Меншиков даже не фыркнул. Он повернул коня и затрусил к Городской стороне. У дома, где жил Корнилов, он послал сказать, что ждет его на улице.
Корнилов заехал домой написать письмо жене в Николаев. Он только что кончил и, сняв с себя золотые часы, положил их в картонную коробочку. На коробочке он написал красными чернилами: «Моему старшему сыну».
Стекла дрожали в окнах, за которыми тусклое море уходило в пасмурную даль. Там стояли вражеские корабли и вели бой с береговыми батареями.
«Быть штурму, — решил Корнилов. — Все силы неприятелем пущены с суши и с моря. Надо ехать».
И он пошел к подоконнику за перчатками.
На противоположной стороне улицы он увидел Меншикова со своими адъютантами и вестовыми. Меншиков, видимо, поджидал его. Корнилов сбежал с лестницы и сел на коня.
— Главный удар на Корабельную сторону, ваша светлость, — доложил Корнилов. — И я боюсь, что никаких средств не достанет при такой канонаде. Третий бастион растрепан, рвы засыпало, щеки амбразур обгорели. На четвертом бастионе, не скажу, чтобы много лучше было. Но вся сила в людях. Люди! А снарядов нехватка. Скоро на два вражеских выстрела придется одним отвечать. Бывает еще, что бомба в мортиру не лезет; а влезет — так орудие пальбы не выдерживает. Неприятелю все это, конечно, известно, и он может решиться на штурм.
Меншиков покосился на Корнилова.
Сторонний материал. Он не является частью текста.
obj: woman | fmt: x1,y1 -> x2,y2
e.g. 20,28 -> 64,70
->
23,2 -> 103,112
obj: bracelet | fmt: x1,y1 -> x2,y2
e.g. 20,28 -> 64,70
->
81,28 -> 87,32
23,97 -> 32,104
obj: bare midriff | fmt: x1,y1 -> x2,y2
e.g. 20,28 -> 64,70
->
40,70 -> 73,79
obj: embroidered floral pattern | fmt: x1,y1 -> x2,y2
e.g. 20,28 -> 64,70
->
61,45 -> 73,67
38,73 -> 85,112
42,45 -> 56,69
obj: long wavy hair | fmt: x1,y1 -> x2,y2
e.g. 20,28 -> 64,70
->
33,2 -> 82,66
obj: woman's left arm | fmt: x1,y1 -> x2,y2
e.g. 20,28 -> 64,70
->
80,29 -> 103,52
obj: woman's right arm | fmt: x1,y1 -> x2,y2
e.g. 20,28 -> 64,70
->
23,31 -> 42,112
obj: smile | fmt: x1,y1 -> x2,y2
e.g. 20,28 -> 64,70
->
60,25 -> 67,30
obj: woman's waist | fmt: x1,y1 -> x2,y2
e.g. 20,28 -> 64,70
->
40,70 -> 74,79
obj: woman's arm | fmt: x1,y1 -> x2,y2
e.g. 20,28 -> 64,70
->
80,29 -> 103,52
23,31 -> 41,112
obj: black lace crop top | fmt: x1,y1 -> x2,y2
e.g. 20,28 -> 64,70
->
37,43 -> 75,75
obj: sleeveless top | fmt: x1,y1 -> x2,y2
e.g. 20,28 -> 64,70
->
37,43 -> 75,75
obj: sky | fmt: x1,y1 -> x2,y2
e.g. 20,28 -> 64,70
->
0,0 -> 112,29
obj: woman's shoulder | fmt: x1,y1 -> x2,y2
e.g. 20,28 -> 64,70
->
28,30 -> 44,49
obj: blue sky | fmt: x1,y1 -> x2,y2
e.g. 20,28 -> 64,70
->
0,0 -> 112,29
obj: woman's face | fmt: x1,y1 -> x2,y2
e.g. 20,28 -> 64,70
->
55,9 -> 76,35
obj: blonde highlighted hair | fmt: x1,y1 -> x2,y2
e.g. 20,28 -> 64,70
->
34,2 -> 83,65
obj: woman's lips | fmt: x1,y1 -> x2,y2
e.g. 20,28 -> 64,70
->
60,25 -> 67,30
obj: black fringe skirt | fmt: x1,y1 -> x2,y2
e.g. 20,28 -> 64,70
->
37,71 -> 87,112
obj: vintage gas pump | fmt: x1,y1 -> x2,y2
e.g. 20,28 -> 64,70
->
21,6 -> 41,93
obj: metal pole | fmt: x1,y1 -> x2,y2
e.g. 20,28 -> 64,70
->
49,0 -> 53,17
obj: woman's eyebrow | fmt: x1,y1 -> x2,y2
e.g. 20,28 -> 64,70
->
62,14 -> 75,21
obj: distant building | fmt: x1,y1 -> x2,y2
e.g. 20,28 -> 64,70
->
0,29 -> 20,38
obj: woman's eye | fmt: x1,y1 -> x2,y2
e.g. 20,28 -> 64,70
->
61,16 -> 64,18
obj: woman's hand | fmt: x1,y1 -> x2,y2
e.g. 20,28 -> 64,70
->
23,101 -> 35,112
Слово «штурм» на этот раз произнес не темный арестант: это сказал человек с вензелями на эполетах и золотыми аксельбантами.
«И этот!» — подумал Меншиков.
Он решил тотчас переправиться к себе на Северную сторону. Корнилов проводил его до Графской пристани. Меншиков пересел с коня в шлюпку, и та понеслась на противоположный берег.
Владимир Алексеевич постоял минуту на набережной, глядя на удалявшуюся шлюпку и на белые гребни на том месте, где с месяц назад были затоплены корабли. И еще одну гряду видел он: вода вскипала поверх бревен и цепей, которыми вход в бухту был прегражден от берега до берега.
По третьему бастиону, куда с Графской пристани поскакал Корнилов, англичане били с Зеленой горы. Елисей Белянкин давно сорвал с себя сюртук с бляхой и, весь облепленный грязью, уже ничем не отличался от своих товарищей матросов. На бастион забежал было Мишук, но Елисей тряхнул его и прогнал прочь. Не было подле «Никитишны» Тимохи Дубового. Час назад арестанты унесли его с бастиона на носилках.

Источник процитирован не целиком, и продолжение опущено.